These studies demonstrate that GNNs have been extensively applied in various tasks and fields and have exhibited excellent performance. Thus, GNNs are expected to be powerful tools for processing various types of heterogeneous information and complex relationships between users and/or POIs in LBSNs.

3 The proposed model

In this section, we describe our MGCAN model in detail. First, we illustrate the formulations and definitions associated with the MGCAN model. Then, we explain the basic components of our model, which include embedding of multiple influential factors, multiple sequential patterns, and learning of general preferences, and a prediction module, as shown in Figure 2. Specifically, we consider various influential factors in LBSNs, including geographical–temporal factors, time-popularity, and review text. Next, we use two independent GCNs to model the representation of POIs by a neighborhood propagation mechanism on two graphs, i.e., the POI–POI graph and the POI–time graph. In addition, we use multiple attention networks to capture sequential patterns and general preferences while learning the impact of each check-in in a historical trajectory on the next predicted venue. Finally, we make predictions of possible POIs for each user to visit next based on their sequential patterns and general preferences.

Fig. 2
figure 2

Framework of the MGCAN model

3.1 Problem formulation

We provide a formulation and definition of the proposed method for next POI recommendation in this section. The main symbols used in this paper are shown in Table 1.

Table 1 Key symbols

Definition 1

(User): We denote by \(U=\{u_{1},u_{2},u_{3},\ldots ,u_{\lvert {U}\rvert }\}\) a group of users in LBSNs.

Definition 2

(POI): We denote by \(V=\{v_{1},v_{2},v_{3},\ldots ,v_{\lvert {V}\rvert }\}\) a group of venues in LBSNs. Each venue v includes information on the geographical location (latitude and longitude), relevant reviews, and popularity.

Definition 3

(Check-in): We denote by \({c_{t}^{u}}=\{u,v,t\}\) a check-in, which indicates that user u visited venue v at t time.

Definition 4

(Check-in sequence): We use \({L_{t}^{u}}=\{c_{t_{i-l+1}}^{u},c_{t_{i-l+2}}^{u},c_{t_{i-l+3}}^{u},\ldots ,c_{t_{i}}^{u}\}\) to denote a check-in sequence of user u, where \({L_{t}^{u}}\) represents a list of POIs that that user u has visited before, in ascending order by time of visit t. l is the length of the sequence.

Definition 5

(Historical Trajectory): The historical trajectory is the continuous check-in sequence of a user. We denote by \({S_{t}^{u}}=\{c_{t_{i-s+1}}^{u},c_{t_{i-s+2}}^{u},c_{t_{i-s+3}}^{u},\ldots ,c_{t_{i}}^{u}\}\) a historical trajectory of user u before time t. s is the length of the trajectory. Trajectories of a user are generated from check-in sequences of the user within a certain time interval, so \({S_{t}^{u}}\) is a subset of \({L_{t}^{u}}\). Each user has multiple historical trajectories, which contain different numbers of check-ins, as shown in Figure 3. We transform historical trajectories of different lengths into same-length trajectories by padding with zeros and masking off the padding in calculations.

Fig. 3
figure 3

Trajectories processing of a user

Given a current historical trajectory \({S_{t}^{u}}\), a long check-in sequence \({L_{t}^{u}}\) of user u, and location candidates V, the goal of our MGCAN model is to predict a list of venues that user u is most likely to visit next.

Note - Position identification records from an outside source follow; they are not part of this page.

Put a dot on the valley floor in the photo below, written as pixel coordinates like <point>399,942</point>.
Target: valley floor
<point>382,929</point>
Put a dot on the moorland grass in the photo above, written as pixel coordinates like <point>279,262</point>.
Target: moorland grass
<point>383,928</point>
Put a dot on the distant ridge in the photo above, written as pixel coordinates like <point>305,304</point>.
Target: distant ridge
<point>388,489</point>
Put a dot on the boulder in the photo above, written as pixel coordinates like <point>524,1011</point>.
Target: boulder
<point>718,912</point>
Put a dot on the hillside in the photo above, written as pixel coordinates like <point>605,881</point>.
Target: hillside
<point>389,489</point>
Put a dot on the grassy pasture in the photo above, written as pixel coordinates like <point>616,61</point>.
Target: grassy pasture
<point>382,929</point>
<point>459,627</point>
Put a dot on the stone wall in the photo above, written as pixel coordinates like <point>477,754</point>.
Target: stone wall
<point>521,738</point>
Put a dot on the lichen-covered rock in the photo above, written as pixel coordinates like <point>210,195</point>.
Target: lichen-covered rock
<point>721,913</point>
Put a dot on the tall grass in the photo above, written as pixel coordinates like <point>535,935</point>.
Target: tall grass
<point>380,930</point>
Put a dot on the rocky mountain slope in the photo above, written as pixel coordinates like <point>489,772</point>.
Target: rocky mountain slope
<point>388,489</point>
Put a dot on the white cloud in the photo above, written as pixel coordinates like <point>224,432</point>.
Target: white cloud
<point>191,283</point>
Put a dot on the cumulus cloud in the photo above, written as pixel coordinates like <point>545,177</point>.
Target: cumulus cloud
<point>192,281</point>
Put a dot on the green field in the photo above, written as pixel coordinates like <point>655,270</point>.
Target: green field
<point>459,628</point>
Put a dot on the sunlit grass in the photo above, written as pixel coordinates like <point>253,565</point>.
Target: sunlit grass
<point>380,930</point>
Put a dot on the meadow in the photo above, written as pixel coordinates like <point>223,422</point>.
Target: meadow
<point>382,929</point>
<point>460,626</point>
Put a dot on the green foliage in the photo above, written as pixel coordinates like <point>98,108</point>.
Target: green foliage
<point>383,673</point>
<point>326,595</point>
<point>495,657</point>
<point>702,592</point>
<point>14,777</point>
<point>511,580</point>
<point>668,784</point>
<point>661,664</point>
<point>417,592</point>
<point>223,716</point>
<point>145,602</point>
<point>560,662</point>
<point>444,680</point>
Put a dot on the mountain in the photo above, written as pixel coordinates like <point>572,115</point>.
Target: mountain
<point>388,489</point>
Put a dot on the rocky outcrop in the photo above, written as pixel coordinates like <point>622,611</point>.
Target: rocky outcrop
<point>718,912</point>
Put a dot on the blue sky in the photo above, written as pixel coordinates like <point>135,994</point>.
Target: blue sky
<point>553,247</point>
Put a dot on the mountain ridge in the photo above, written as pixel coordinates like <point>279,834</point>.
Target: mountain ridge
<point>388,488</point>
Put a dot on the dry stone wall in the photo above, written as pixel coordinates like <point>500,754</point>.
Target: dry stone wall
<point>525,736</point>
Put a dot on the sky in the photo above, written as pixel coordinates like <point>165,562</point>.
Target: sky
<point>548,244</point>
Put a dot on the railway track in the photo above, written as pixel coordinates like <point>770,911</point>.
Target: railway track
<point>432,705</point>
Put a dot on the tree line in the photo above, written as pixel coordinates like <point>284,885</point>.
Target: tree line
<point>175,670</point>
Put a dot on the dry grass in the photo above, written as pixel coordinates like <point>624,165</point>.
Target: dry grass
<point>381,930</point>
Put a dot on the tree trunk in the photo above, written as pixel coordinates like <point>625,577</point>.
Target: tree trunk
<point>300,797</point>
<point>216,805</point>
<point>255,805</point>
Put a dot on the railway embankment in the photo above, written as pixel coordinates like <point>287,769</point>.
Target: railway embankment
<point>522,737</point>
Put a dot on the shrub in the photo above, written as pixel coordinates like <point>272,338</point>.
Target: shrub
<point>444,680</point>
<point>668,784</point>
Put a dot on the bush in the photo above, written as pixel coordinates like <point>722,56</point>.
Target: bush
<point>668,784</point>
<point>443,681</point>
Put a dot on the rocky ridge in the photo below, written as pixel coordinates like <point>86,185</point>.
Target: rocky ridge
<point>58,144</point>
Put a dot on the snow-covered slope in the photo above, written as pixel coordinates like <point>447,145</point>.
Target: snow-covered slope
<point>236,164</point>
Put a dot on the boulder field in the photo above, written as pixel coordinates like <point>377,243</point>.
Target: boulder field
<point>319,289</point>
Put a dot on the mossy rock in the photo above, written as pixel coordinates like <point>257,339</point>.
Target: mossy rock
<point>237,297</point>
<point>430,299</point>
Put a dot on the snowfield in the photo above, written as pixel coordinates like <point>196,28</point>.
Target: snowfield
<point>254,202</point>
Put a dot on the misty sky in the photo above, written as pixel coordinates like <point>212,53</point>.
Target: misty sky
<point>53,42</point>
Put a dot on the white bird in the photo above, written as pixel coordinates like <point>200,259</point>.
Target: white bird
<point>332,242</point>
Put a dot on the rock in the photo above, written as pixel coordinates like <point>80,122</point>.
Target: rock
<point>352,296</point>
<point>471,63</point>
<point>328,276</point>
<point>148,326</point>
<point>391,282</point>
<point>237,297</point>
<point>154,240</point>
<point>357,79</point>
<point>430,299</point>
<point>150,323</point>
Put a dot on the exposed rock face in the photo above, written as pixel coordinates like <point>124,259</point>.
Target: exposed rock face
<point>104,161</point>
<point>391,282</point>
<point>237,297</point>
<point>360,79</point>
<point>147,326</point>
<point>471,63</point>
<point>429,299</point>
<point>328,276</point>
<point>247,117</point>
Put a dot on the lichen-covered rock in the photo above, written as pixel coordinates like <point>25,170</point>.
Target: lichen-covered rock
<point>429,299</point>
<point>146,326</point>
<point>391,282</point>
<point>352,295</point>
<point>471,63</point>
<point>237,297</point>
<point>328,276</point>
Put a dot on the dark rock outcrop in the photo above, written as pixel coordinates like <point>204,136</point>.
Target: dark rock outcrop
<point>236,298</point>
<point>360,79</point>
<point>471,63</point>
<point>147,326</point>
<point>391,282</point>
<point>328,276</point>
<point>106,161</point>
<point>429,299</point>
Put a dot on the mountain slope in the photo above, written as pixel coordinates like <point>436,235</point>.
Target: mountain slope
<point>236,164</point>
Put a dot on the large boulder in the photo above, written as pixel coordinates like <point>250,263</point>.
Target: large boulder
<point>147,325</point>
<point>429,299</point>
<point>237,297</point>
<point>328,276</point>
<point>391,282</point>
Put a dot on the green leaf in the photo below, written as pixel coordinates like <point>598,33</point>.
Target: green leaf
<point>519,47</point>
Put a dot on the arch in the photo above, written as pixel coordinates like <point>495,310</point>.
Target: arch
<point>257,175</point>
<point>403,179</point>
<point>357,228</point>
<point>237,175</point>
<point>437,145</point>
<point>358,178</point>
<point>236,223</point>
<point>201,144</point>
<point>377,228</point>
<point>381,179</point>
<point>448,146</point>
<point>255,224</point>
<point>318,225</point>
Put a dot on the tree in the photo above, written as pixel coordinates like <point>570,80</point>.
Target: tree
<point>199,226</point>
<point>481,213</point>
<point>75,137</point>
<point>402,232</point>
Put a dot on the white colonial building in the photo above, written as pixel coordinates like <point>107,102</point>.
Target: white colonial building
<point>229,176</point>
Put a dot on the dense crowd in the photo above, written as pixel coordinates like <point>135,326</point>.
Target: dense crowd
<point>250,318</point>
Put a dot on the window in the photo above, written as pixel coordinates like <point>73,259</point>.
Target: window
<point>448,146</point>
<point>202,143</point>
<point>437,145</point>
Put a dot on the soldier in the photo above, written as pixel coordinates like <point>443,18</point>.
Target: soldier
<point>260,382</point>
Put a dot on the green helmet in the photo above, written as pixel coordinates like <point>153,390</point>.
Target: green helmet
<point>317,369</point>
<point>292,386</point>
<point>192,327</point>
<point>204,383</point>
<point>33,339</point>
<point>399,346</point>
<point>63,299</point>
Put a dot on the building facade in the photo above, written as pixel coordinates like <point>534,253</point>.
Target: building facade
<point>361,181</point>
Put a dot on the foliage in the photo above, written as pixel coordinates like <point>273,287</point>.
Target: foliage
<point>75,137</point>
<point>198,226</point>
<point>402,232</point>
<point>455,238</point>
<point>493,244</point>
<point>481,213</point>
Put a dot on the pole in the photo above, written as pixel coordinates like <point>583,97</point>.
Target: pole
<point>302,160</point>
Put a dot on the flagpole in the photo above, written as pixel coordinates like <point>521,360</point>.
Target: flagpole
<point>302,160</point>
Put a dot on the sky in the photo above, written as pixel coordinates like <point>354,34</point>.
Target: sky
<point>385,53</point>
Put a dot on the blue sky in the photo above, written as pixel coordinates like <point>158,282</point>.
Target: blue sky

3.2 Multiple influential factors embedding

The influential factors embedding module consists of four parts: user–POI interaction embedding, geographical–temporal embedding, review feature embedding, and time-popularity embedding, as shown in Figure 2(a).

3.2.1 User-POI relationship embedding

As described by Dong [55], we constructed a user–POI interaction graph, used a random walk to generate walk-path text, and then used the doc2vec method to capture the feature representations of users and POIs, denoted by hu and hv, respectively. These random-walk-based meta-paths ensured that the pre-training presentations of users and POIs contained potential interaction relationships between users and POIs.

3.2.2 Geographical-temporal embedding

In order to embed temporal information, we adopted the method of Zhou et al. [56]. For a historical trajectory, we calculated the time interval between each check-in and the last check-in, and then mapped the gap lengths of intervals from [0,1),[1,2),[2,4),...,[2k,2k+ 1) to categories of 0,1,2,...,k + 1. Then, we performed categorical feature lookups to obtain the time interval embedding in a historical trajectory of user u, denoted by hT.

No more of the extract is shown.